Penn and Teller: Back and in the Chips : Theater: The Bad Boys of Magic return to the Southland, performing tonight at UC Irvine and Friday at UCLA.
A grand variety of acts may have performed in Southern California in the last few years, but one thing that has yet to grace any stage is a gas-powered, deafening chipper-shredder. Penn and Teller aim to remedy that cultural lack.
“A few years ago I bought a chipper-shredder to turn my useless yard rubbish into useful mulch,” the mono-monikered Teller explained. “And we were impressed by the extreme power and terror of the chipper-shredder.

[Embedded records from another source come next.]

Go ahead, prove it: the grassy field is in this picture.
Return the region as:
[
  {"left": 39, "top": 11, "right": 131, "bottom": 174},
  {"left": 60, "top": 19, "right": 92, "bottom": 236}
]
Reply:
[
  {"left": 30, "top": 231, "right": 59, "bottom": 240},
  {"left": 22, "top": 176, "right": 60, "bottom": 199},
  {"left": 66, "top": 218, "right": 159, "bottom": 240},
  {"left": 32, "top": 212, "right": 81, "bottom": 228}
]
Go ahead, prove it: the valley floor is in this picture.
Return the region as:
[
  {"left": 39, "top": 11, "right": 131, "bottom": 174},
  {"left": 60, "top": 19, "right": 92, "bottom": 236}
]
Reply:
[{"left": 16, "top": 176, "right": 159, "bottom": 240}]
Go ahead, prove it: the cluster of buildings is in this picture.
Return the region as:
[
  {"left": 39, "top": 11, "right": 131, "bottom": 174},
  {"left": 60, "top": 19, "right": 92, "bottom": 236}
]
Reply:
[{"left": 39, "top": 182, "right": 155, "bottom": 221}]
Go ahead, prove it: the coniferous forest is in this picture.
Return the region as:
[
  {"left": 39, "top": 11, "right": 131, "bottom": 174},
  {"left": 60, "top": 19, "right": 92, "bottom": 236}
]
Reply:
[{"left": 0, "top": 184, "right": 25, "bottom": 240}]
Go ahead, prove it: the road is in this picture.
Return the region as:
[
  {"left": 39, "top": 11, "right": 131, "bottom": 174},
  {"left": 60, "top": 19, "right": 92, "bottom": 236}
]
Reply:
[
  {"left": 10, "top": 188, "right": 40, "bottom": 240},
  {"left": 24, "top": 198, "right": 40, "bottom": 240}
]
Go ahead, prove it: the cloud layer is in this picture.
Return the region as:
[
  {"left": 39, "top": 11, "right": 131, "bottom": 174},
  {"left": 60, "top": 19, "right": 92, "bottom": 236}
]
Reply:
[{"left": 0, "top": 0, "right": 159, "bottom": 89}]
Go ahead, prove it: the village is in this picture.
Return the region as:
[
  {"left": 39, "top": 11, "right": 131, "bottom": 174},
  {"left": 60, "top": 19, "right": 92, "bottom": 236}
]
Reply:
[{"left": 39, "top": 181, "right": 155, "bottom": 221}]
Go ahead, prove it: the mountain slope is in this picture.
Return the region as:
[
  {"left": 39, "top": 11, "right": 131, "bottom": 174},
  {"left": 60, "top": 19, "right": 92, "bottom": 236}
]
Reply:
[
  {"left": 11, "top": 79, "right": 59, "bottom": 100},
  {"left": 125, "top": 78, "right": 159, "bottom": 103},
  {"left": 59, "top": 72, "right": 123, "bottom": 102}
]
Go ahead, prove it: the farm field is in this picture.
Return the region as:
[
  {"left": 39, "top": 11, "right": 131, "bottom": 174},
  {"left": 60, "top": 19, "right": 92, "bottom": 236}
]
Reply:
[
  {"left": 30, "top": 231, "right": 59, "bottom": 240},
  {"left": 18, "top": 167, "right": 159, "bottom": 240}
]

Over the last year we’ve devised a vanishing bunny rabbit trick, utilizing the chipper-shredder. You can sort of put it together yourself from there.”

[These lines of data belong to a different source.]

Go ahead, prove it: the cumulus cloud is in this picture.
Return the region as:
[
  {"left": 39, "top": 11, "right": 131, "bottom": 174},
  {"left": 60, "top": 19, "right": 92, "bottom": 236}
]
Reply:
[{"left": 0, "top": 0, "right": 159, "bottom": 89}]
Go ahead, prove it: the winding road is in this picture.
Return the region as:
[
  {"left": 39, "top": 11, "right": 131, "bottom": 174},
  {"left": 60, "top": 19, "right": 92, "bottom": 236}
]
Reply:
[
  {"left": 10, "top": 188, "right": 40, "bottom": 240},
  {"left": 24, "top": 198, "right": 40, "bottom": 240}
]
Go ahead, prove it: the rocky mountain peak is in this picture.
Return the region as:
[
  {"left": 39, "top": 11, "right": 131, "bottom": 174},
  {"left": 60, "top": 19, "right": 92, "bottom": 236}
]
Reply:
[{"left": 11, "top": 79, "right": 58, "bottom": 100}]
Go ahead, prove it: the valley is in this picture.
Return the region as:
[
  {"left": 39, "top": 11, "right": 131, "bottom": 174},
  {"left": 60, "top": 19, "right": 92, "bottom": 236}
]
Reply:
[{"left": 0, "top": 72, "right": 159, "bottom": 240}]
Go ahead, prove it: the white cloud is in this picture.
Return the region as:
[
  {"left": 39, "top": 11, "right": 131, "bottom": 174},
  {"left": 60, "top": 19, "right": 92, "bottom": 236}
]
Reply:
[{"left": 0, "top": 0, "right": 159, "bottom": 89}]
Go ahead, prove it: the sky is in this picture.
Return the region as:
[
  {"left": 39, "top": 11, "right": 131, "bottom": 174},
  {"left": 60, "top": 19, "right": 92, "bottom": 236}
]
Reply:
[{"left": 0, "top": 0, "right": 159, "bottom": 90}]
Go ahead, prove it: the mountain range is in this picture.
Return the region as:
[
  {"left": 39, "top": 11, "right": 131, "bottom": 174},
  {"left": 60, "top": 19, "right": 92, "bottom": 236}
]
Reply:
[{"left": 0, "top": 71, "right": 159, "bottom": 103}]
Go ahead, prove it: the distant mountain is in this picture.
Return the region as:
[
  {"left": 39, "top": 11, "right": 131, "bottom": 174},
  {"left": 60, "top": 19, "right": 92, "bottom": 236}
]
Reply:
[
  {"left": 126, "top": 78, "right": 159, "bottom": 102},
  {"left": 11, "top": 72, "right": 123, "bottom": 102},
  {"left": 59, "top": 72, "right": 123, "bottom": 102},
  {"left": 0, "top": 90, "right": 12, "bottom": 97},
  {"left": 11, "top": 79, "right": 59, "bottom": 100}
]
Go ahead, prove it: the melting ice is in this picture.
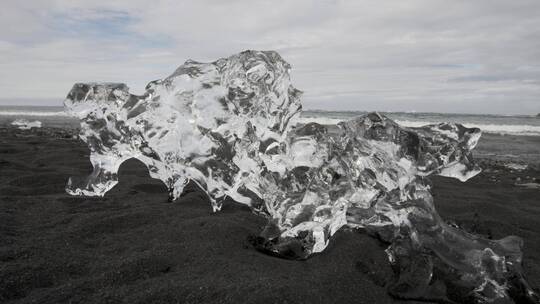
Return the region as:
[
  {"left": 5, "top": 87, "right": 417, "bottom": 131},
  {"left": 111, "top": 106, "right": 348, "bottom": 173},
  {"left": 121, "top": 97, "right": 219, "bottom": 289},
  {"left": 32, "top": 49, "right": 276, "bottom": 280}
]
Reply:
[
  {"left": 65, "top": 51, "right": 538, "bottom": 303},
  {"left": 11, "top": 119, "right": 41, "bottom": 130}
]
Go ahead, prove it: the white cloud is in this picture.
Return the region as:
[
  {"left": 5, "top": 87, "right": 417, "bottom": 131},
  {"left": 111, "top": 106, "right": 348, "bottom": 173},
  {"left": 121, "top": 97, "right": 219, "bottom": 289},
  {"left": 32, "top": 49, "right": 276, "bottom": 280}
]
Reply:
[{"left": 0, "top": 0, "right": 540, "bottom": 113}]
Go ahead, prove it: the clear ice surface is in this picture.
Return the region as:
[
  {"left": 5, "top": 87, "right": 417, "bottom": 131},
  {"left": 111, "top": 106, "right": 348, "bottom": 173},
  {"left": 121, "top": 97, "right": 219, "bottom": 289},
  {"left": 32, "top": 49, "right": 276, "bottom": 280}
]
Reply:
[
  {"left": 65, "top": 51, "right": 538, "bottom": 303},
  {"left": 11, "top": 119, "right": 41, "bottom": 130}
]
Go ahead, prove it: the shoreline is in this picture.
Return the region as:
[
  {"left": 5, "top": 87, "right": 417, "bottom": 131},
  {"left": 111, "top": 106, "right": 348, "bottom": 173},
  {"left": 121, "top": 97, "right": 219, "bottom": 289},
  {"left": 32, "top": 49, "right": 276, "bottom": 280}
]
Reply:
[{"left": 0, "top": 127, "right": 540, "bottom": 303}]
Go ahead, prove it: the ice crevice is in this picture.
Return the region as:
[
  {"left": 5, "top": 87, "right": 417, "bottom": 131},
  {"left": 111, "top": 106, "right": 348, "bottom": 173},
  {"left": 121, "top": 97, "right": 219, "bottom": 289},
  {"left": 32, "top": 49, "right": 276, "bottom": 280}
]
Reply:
[{"left": 64, "top": 51, "right": 538, "bottom": 303}]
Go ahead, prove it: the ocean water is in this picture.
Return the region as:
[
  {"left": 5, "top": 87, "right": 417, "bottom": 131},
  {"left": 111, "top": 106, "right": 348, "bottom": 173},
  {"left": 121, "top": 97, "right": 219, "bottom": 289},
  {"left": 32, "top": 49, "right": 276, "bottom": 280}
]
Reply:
[{"left": 0, "top": 106, "right": 540, "bottom": 136}]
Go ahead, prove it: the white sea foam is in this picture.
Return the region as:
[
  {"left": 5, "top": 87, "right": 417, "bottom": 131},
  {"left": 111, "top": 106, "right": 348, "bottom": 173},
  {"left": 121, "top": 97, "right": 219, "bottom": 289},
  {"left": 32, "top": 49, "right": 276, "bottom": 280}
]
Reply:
[
  {"left": 299, "top": 117, "right": 540, "bottom": 136},
  {"left": 0, "top": 110, "right": 68, "bottom": 117}
]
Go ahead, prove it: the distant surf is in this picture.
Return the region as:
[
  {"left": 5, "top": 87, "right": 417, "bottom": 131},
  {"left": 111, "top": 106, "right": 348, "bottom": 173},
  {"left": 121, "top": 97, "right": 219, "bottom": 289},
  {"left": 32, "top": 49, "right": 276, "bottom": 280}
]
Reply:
[
  {"left": 300, "top": 110, "right": 540, "bottom": 136},
  {"left": 0, "top": 106, "right": 540, "bottom": 136}
]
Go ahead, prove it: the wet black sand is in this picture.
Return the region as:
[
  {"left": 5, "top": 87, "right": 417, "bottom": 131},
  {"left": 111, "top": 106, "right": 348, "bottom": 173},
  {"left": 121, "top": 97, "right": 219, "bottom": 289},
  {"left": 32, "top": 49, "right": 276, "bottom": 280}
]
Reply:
[{"left": 0, "top": 128, "right": 540, "bottom": 303}]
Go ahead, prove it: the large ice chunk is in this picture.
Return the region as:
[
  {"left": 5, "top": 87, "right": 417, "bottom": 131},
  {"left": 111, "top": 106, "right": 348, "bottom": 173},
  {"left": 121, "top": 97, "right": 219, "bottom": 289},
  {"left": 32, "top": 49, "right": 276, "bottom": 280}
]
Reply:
[
  {"left": 65, "top": 51, "right": 538, "bottom": 302},
  {"left": 11, "top": 118, "right": 41, "bottom": 130}
]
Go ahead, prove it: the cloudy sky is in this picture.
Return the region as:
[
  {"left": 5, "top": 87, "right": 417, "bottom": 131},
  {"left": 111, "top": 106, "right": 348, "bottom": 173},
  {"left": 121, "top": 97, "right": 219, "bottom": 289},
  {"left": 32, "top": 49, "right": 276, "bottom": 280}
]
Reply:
[{"left": 0, "top": 0, "right": 540, "bottom": 114}]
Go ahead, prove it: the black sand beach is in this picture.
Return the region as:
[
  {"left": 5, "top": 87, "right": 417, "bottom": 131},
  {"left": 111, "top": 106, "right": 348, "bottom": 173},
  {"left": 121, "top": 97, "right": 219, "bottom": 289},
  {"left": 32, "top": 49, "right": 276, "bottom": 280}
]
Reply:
[{"left": 0, "top": 127, "right": 540, "bottom": 303}]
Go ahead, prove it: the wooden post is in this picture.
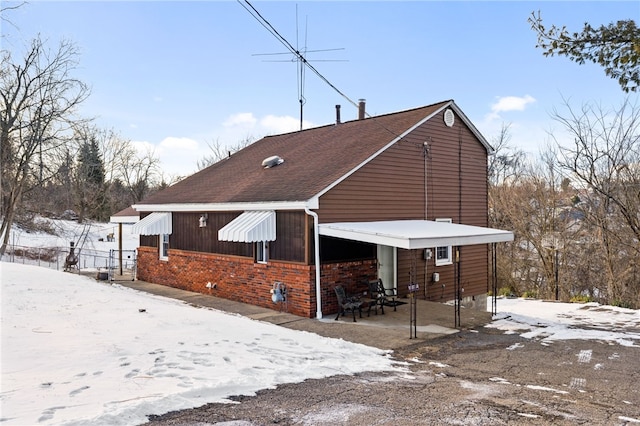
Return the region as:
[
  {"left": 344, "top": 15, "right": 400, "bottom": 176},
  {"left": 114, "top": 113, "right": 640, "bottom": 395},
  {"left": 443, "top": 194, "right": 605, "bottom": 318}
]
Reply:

Teller (who legally dropped his first name after years of no one using it) is the duo’s smaller member, eerily silent onstage. He says the silence comes in handy when he’s drowning or swinging upside down over a bear trap. The physically and verbally imposing 6-foot-6 Penn Jillette, meanwhile, embellishes their bold comedic magic with monologues of Spectorian density.
The Bad Boys of Magic, who perform tonight at UC Irvine’s Bren Events Center and Friday at UCLA’s Wadsworth Theater, describe themselves as “sub-stars”: “If you spent 20 minutes recounting to the average person everything we’ve done, chances are he’ll eventually go, ‘Oh, them,’ ” says Penn.

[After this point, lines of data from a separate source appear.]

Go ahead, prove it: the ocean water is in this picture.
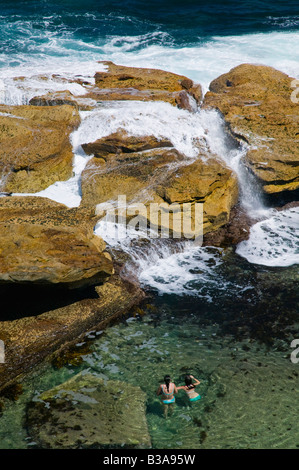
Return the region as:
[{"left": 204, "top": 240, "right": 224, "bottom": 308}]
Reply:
[{"left": 0, "top": 0, "right": 299, "bottom": 448}]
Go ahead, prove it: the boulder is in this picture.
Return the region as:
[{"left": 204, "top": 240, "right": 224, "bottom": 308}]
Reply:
[
  {"left": 82, "top": 132, "right": 238, "bottom": 238},
  {"left": 0, "top": 105, "right": 80, "bottom": 193},
  {"left": 204, "top": 64, "right": 299, "bottom": 193},
  {"left": 86, "top": 61, "right": 202, "bottom": 111},
  {"left": 26, "top": 373, "right": 151, "bottom": 449},
  {"left": 0, "top": 275, "right": 144, "bottom": 391},
  {"left": 29, "top": 90, "right": 96, "bottom": 111}
]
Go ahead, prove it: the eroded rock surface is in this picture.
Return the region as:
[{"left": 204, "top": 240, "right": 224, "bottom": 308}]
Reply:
[
  {"left": 0, "top": 105, "right": 80, "bottom": 193},
  {"left": 0, "top": 196, "right": 113, "bottom": 287},
  {"left": 204, "top": 64, "right": 299, "bottom": 193},
  {"left": 82, "top": 132, "right": 238, "bottom": 238}
]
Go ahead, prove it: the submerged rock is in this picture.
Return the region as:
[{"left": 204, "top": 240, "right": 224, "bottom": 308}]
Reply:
[
  {"left": 204, "top": 64, "right": 299, "bottom": 193},
  {"left": 26, "top": 373, "right": 151, "bottom": 449},
  {"left": 0, "top": 105, "right": 80, "bottom": 193}
]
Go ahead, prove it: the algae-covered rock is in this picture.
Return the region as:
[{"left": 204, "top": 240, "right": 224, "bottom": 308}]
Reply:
[
  {"left": 0, "top": 105, "right": 80, "bottom": 193},
  {"left": 26, "top": 373, "right": 151, "bottom": 449},
  {"left": 204, "top": 64, "right": 299, "bottom": 193}
]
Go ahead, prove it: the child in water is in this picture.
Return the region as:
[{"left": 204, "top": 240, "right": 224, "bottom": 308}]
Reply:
[{"left": 177, "top": 375, "right": 201, "bottom": 402}]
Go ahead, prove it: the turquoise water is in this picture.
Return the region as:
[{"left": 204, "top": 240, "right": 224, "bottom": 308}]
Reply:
[{"left": 0, "top": 0, "right": 299, "bottom": 449}]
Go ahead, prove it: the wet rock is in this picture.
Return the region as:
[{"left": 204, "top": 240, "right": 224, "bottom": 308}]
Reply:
[
  {"left": 29, "top": 90, "right": 96, "bottom": 111},
  {"left": 0, "top": 105, "right": 80, "bottom": 193},
  {"left": 203, "top": 205, "right": 256, "bottom": 248},
  {"left": 0, "top": 197, "right": 113, "bottom": 288},
  {"left": 0, "top": 275, "right": 144, "bottom": 391},
  {"left": 82, "top": 132, "right": 238, "bottom": 238},
  {"left": 204, "top": 64, "right": 299, "bottom": 194},
  {"left": 26, "top": 374, "right": 151, "bottom": 449},
  {"left": 82, "top": 129, "right": 173, "bottom": 160}
]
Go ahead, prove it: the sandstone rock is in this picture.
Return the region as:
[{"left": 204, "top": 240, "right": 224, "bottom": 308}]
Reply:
[
  {"left": 0, "top": 105, "right": 80, "bottom": 192},
  {"left": 0, "top": 275, "right": 144, "bottom": 391},
  {"left": 0, "top": 197, "right": 113, "bottom": 287},
  {"left": 82, "top": 130, "right": 238, "bottom": 238},
  {"left": 26, "top": 374, "right": 151, "bottom": 449},
  {"left": 204, "top": 64, "right": 299, "bottom": 193},
  {"left": 87, "top": 62, "right": 202, "bottom": 111},
  {"left": 82, "top": 130, "right": 173, "bottom": 159}
]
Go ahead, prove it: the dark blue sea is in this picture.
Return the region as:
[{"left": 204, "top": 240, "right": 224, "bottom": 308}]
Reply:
[{"left": 0, "top": 0, "right": 299, "bottom": 449}]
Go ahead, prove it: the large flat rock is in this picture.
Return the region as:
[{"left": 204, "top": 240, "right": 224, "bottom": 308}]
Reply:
[
  {"left": 0, "top": 105, "right": 80, "bottom": 193},
  {"left": 0, "top": 196, "right": 113, "bottom": 288}
]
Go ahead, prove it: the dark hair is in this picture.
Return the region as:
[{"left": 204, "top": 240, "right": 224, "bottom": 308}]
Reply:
[
  {"left": 185, "top": 375, "right": 195, "bottom": 388},
  {"left": 164, "top": 375, "right": 171, "bottom": 392}
]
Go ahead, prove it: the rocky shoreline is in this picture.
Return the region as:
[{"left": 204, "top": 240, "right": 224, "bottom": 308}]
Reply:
[{"left": 0, "top": 62, "right": 299, "bottom": 404}]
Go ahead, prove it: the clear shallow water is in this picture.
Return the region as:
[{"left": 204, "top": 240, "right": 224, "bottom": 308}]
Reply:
[
  {"left": 0, "top": 288, "right": 299, "bottom": 449},
  {"left": 0, "top": 0, "right": 299, "bottom": 448}
]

In their 18 years together, Penn and Teller have created a wealth of unique reference points. They’ve irked some magicians by breaking the rule of revealing how their tricks are done, but the tricks remain twistedly wondrous nonetheless, such as ones where Teller is seemingly impaled by power drills. They do card tricks in which the key card turns up in the mouth of a rat balanced on Teller’s nose. They’ll pull a rabbit from a hat on David Letterman’s show, followed by 500 cockroaches.
Oh, them.
The performances this week are among a handful they are doing to break in new material. The chipper-shredder bit is one of four new routines that will be accounting for a quarter of the two-hour show. They intend to return to the Southland in a year or so with an entirely new show celebrating their 20th year of performing together.
When they met in 1974, Teller was a Latin professor who dabbled in magic, and Penn an unemployed clown-school graduate. Neither harbored dreams of stardom. Instead they were drawn to their present pursuits through an annoyance that no one was practicing magic with the attitude and intelligence they felt it deserved.
Penn said, “When Teller and I first met we began having late-night conversations about the intellectual implications of magic, if you will, the fact that it’s built on irony, that things appear one way and are really another, and that its subtext is all swindling. Although everybody is talking about ‘willing suspension of disbelief’ in magic, it has nothing to do with that. In fact one of the definitions of magic could be unwilling suspension of disbelief.”
For all the noisy magic of their shows, Teller has a surprising notion of what audiences appreciate about them.
“I think people value the partnership they see. They see onstage two people who could not be less like one another. They routinely put their lives into the other person’s hands. The division of labor in our act is one I haven’t seen any other place. Pretty much if there’s a physical stunt to do I do it. Pretty much if there’s a word to speak, Penn does it. That’s a kind of dependency that seems to me to be extremely uncommon.”
They are, Teller says, “two guys who like to learn things and like to have adventures. In a lot of ways, I think we live our lives more like fictional characters from the kind of book you read when you’re 12 years old than we do from proper grown-up values. So it strikes me as strange, and great, that as many people as seem to like us do.”